Majelis Ulama Indonesia (MUI) adalah badan otonom non-pemerintah yang menghimpun Ulama, Zuama, dan Cendekiawan Muslim Indonesia. Majelis ini berdiri pada tanggal 7 Rajab 1395 H, bertepatan dengan tanggal 26 Juli 1975 di Jakarta.
Lahirnya MUI diawali dengan lahirnya “PIAGAM BERDIRINYA MUI” dalam musyawarah para Ulama, Cendekiawan, dan Zu’ama dari berbagai penjuru tanah air. Kemudian, pertemuan tersebut dianggap sebagai Musyawarah Nasional Ulama I.
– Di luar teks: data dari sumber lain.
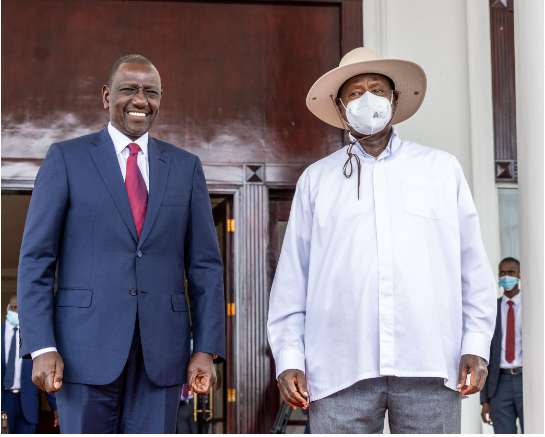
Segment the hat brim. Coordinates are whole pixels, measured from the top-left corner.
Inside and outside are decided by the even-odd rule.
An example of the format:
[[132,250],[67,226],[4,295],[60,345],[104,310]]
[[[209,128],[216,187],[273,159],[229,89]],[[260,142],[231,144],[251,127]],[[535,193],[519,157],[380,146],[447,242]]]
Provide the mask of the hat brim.
[[[400,59],[379,59],[355,62],[337,67],[318,79],[307,95],[307,107],[320,120],[335,127],[344,128],[334,100],[339,88],[348,79],[360,74],[378,73],[394,81],[399,91],[397,108],[391,124],[398,124],[412,117],[426,96],[426,74],[414,62]],[[333,98],[333,101],[332,101]]]

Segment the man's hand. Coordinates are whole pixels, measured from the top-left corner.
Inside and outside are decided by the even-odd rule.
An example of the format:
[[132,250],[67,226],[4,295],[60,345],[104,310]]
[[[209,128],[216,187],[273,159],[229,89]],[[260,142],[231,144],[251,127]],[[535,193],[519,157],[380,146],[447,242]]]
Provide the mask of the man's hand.
[[299,387],[299,393],[308,398],[305,372],[297,369],[288,369],[284,370],[278,377],[278,388],[286,404],[293,407],[294,410],[297,410],[297,407],[306,410],[308,402],[297,392],[297,387]]
[[[466,384],[467,375],[471,374],[469,386]],[[488,376],[486,361],[477,355],[462,355],[458,369],[458,388],[462,396],[480,392]]]
[[212,355],[206,352],[195,352],[187,368],[187,389],[189,396],[193,392],[207,395],[216,384],[216,368]]
[[492,425],[492,417],[490,416],[490,404],[488,402],[483,403],[483,411],[481,412],[484,423]]
[[32,382],[40,390],[56,393],[62,386],[64,363],[58,352],[46,352],[33,360]]
[[57,410],[53,411],[53,417],[55,417],[55,421],[53,422],[53,428],[59,427],[59,413]]

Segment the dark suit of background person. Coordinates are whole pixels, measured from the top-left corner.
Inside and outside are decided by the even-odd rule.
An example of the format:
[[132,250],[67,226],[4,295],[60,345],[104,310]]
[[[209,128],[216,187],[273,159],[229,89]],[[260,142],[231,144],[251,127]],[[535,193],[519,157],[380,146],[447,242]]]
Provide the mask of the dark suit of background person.
[[[15,381],[14,385],[4,387],[4,377],[8,366],[9,352],[11,344],[6,344],[6,325],[13,329],[11,323],[2,323],[2,411],[8,415],[8,425],[10,434],[35,434],[36,425],[40,419],[40,391],[32,382],[32,361],[22,360],[15,355],[15,366],[21,366],[20,381]],[[17,330],[16,336],[19,335]],[[15,346],[19,342],[16,339]],[[17,347],[17,349],[19,349]],[[17,364],[18,361],[18,364]],[[45,394],[51,411],[57,410],[55,395]]]
[[[139,55],[125,58],[103,89],[109,127],[136,125],[130,111],[158,114],[146,85],[156,75],[160,89],[157,70]],[[127,87],[112,91],[124,77]],[[151,137],[147,152],[140,236],[108,128],[53,144],[36,176],[19,262],[21,355],[60,353],[62,432],[175,432],[190,361],[184,270],[189,367],[198,352],[225,357],[223,263],[201,162]]]
[[[496,434],[516,434],[517,417],[524,432],[524,415],[522,408],[522,322],[520,319],[521,293],[518,284],[511,279],[511,284],[504,282],[506,278],[519,278],[519,262],[514,258],[506,258],[500,263],[500,285],[505,285],[504,295],[498,299],[496,329],[490,346],[490,362],[488,378],[481,391],[483,404],[483,421],[493,424]],[[509,297],[508,297],[509,296]],[[512,301],[510,305],[509,302]],[[514,359],[506,356],[506,329],[509,307],[513,307],[515,316],[515,354]],[[486,417],[487,414],[490,417]]]

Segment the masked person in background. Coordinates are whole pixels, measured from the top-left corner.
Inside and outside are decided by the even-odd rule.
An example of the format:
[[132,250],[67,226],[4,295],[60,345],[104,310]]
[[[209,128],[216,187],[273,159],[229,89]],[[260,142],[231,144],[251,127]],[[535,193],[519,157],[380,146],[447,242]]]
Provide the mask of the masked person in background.
[[357,48],[307,96],[350,142],[297,183],[268,336],[312,433],[382,433],[386,410],[394,433],[459,433],[486,380],[496,290],[471,192],[454,156],[392,126],[425,93],[418,65]]
[[488,380],[481,391],[482,418],[494,426],[495,434],[516,434],[517,417],[524,432],[520,263],[515,258],[505,258],[499,269],[504,293],[498,299]]
[[[59,426],[55,395],[45,397]],[[2,411],[8,416],[10,434],[35,434],[40,419],[40,391],[32,382],[32,361],[19,358],[17,295],[11,296],[2,323]]]

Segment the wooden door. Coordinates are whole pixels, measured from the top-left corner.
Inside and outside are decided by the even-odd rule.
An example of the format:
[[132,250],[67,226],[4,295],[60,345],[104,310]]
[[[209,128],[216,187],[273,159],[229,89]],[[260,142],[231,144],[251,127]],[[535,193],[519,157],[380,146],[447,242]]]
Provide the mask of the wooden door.
[[[282,243],[290,218],[293,195],[294,190],[291,189],[269,191],[269,245],[267,254],[269,290],[272,287],[278,259],[280,258]],[[268,399],[271,419],[274,422],[280,408],[280,393],[276,384],[276,369],[271,348],[268,347],[267,351],[270,359]],[[294,425],[293,421],[291,425]]]
[[221,259],[223,260],[223,283],[225,287],[225,321],[226,321],[226,357],[225,362],[217,366],[218,382],[213,388],[212,402],[208,408],[212,414],[208,423],[212,426],[213,434],[231,434],[234,432],[234,417],[236,403],[232,401],[230,390],[236,386],[235,367],[231,365],[236,359],[234,344],[236,338],[234,315],[235,310],[230,304],[233,302],[233,198],[232,196],[211,196],[212,215],[216,225]]

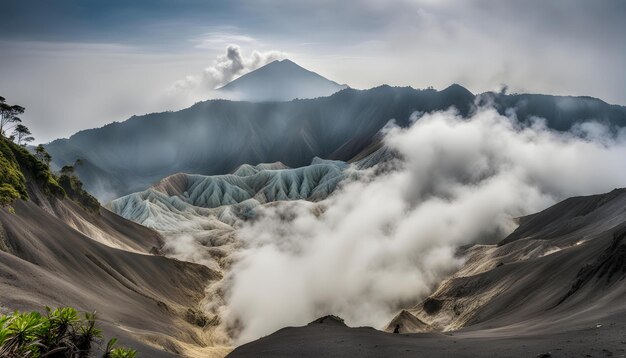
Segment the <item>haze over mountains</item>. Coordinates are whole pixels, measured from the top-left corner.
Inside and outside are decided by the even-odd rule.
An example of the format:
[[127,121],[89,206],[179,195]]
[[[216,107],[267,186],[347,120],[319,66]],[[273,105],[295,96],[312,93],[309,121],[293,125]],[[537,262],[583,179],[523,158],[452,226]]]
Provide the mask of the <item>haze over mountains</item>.
[[[623,130],[609,128],[585,122],[560,132],[493,109],[467,117],[435,112],[413,117],[407,128],[387,126],[380,145],[351,163],[176,174],[109,208],[159,230],[168,255],[224,275],[208,289],[206,307],[219,317],[216,329],[236,342],[329,312],[383,328],[396,309],[415,305],[462,264],[458,246],[497,242],[514,228],[513,217],[623,183]],[[468,300],[482,302],[479,296]],[[460,307],[450,323],[419,321],[408,311],[393,322],[404,332],[456,329],[471,323],[476,308]]]
[[[287,92],[316,87],[320,81],[331,83],[283,60],[224,88],[257,93],[269,75]],[[339,89],[333,86],[328,93]],[[269,86],[263,93],[275,93],[274,88]],[[58,167],[81,159],[77,171],[85,187],[106,202],[144,190],[177,172],[227,174],[242,164],[277,161],[299,167],[316,156],[348,161],[376,142],[379,131],[392,119],[406,127],[414,112],[454,107],[468,115],[476,103],[491,104],[501,113],[514,109],[522,122],[545,118],[557,130],[568,130],[588,119],[612,126],[626,124],[626,108],[588,97],[474,95],[459,85],[441,91],[380,86],[347,88],[329,97],[289,102],[209,100],[177,112],[134,116],[81,131],[46,148]]]
[[626,107],[355,90],[289,60],[221,90],[249,101],[49,143],[91,210],[0,138],[28,194],[0,210],[0,308],[97,309],[155,357],[623,348]]
[[626,358],[625,0],[0,13],[0,358]]

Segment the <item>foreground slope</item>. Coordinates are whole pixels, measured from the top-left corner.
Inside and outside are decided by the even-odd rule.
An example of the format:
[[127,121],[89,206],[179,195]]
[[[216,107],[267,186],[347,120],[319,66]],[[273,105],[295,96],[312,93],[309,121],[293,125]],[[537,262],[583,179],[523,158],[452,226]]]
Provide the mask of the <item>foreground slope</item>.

Ketika itu hadir 26 ulama yang mewakili 26 Propinsi di Indonesia, 10 ulama dari ormas-ormas besar Islam tingkat pusat, seperti Nahdlatul Ulama (NU), Muhammadiyah, Syarikat Islam, Perti, Al-Washliyah, Math’laul Anwar, GUPPI, PTDI, DMI dan Al-Ittihadiyyah, 4 ulama dari Dinas Rohani Islam AD, AU, AL dan POLRI, serta 13 orang tokoh/cendekiawan yang mewakili pribadi.
Berdirinya MUI dilatarbelakangi oleh, setidaknya, dua hal: pertama, respons atas kebangkitan kembali bangsa Indonesia setelah 30 tahun merdeka; kedua, keprihatinan terhadap sektarianisme yang amat mendominasi perpolitikan umat Islam di tahun 1970-an, sehingga mulai mengabaikan masalah kesejahteraan rohani umat.
Selain itu, tantangan global yang sangat berat yang ditandai oleh kemajuan sains dan teknologi, yang dapat menerobos sekat-sekat etika dan moral, serta serbuan budaya global yang didominasi alam pikir Barat, juga pendewaan atas kebendaan dan hawa nafsu yang dapat melunturkan aspek rohani umat, menjadi titik tolak para ulama untuk memfungsikan kembali agama sebagai penggerak peradaban kehidupan umat manusia.


Konflik Dalam Keragaman & kebebasan Beragama kerap kali mengalami perdebatan dan juga konflik, salah satu contohnya seperti pada beberapa saat lalu tentang pendirian rumah beribadah di Papua yang terjadi adanya perusakkan dan penolakan secara besar-besaran disebuah daerah dan juga secara langsung menjadi mengancam para penghuni Tempat Ibadah itu (Muslim).

Sesungguhnya konflik & keributtan ini bisa saja ditangani, asalkan ada sebuah peraturan ataupun semacam Peraturan yang mengatur tentang pendirian Rumah/Tempat Beribadah. Dengan begitu Konflik bisalah diMinimalisir dan diperkecil kemungkinan perseteruannya.